Une étude menée conjointement par l’EHESP et le CSTB révèle la présence de plomb dans les logements en France. Le ministère de la Santé recommande certaines habitudes pour limiter les risques auxquels les occupants sont exposés.

 

Une étude pour évaluer la présence du plomb

 

D’octobre 2008 à août 2009, l’EHESP ou École des Hautes Études en Santé Publique et le CSTB ou Centre Scientifique et Technique du Bâtiment ont réalisé une étude sur la présence de plomb dans les logements français. Cette enquête est prévue pour permettre de déterminer le niveau d’exposition et les risques représentés pour la santé des enfants. Pour cela, ces instituts en ont vérifié la teneur notamment dans la peinture et les parties communes dans 484 foyers, comprenant des enfants âgés entre 6 mois et 6 ans.

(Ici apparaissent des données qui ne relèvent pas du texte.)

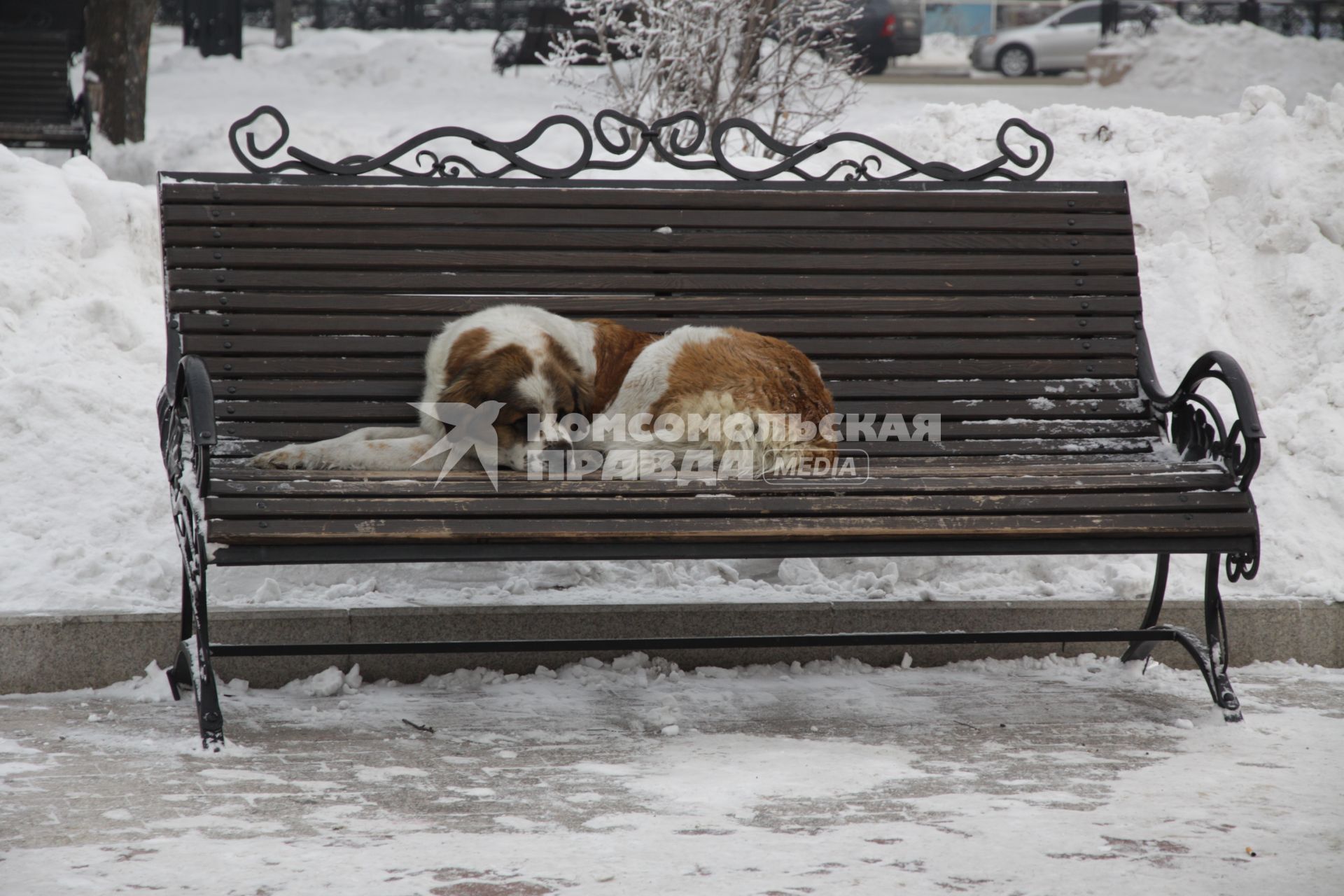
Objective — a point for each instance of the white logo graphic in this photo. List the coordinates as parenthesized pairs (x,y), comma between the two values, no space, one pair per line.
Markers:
(468,428)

Après quoi, les résultats obtenus ont été portés sur l’intégralité du parc français. Le rapport paru récemment dans Environmental research a démontré que l’on trouve une concentration importante de ce métal lourd dans de nombreuses habitations.

 

Les éléments pointés du doigt

 

A partir du 1er janvier 2013, la commission européenne fixera le seuil maximal de plomb présent dans l’eau à 10μg/L. Or, la teneur trouvée dans l’eau courante dans 105 000 logements sur un total de 3,6 M observés dépasse cette valeur. Selon cette étude, le problème concerne également la peinture. Même si elle est interdite en France depuis 1948 et fait l’objet d’un diagnostic précédant toute installation dans le logement, la peinture au plomb est toujours utilisée dans 878 000 habitations. De plus, elle est dégradée dans 170 000 d’entre elles. Autre point préoccupant, la poussière contient elle aussi une concentration supérieure aux normes fédérales américaines, tout comme la terre utilisée dans les aires de jeux. Ces espaces, au nombre de 37 000, présentent une teneur au-dessus de la limite imposée aux États-Unis. En savoir plus sur le diagnostic plomb.

 

Les dangers pour la santé

 

Les risques présentés par le plomb sont réels pour tout le monde. Selon le ministère de la Santé, il peut être à l’origine d’anémie ou encore d’hypertension artérielle chez l’adulte. À partir d’une teneur de 100 µg/l de sang, l’une des conséquences majeures chez l’enfant et surtout les nourrissons est le saturnisme. Les deux instituts ont tenu à préciser que le risque existe en dessous de cette limite. Des rénovations peuvent donc être préconisées pour le logement si l’on estime la concentration trop élevée. Les particuliers peuvent bénéficier d’une aide de l’ANAH ou Agence Nationale d’Amélioration de l’Habitat pour financer les travaux. Pour le quotidien, le ministère conseille de garder les enfants à distance de la peinture au plomb dégradée, mais aussi de se laver les mains fréquemment. Il recommande également d’adopter une alimentation équilibrée.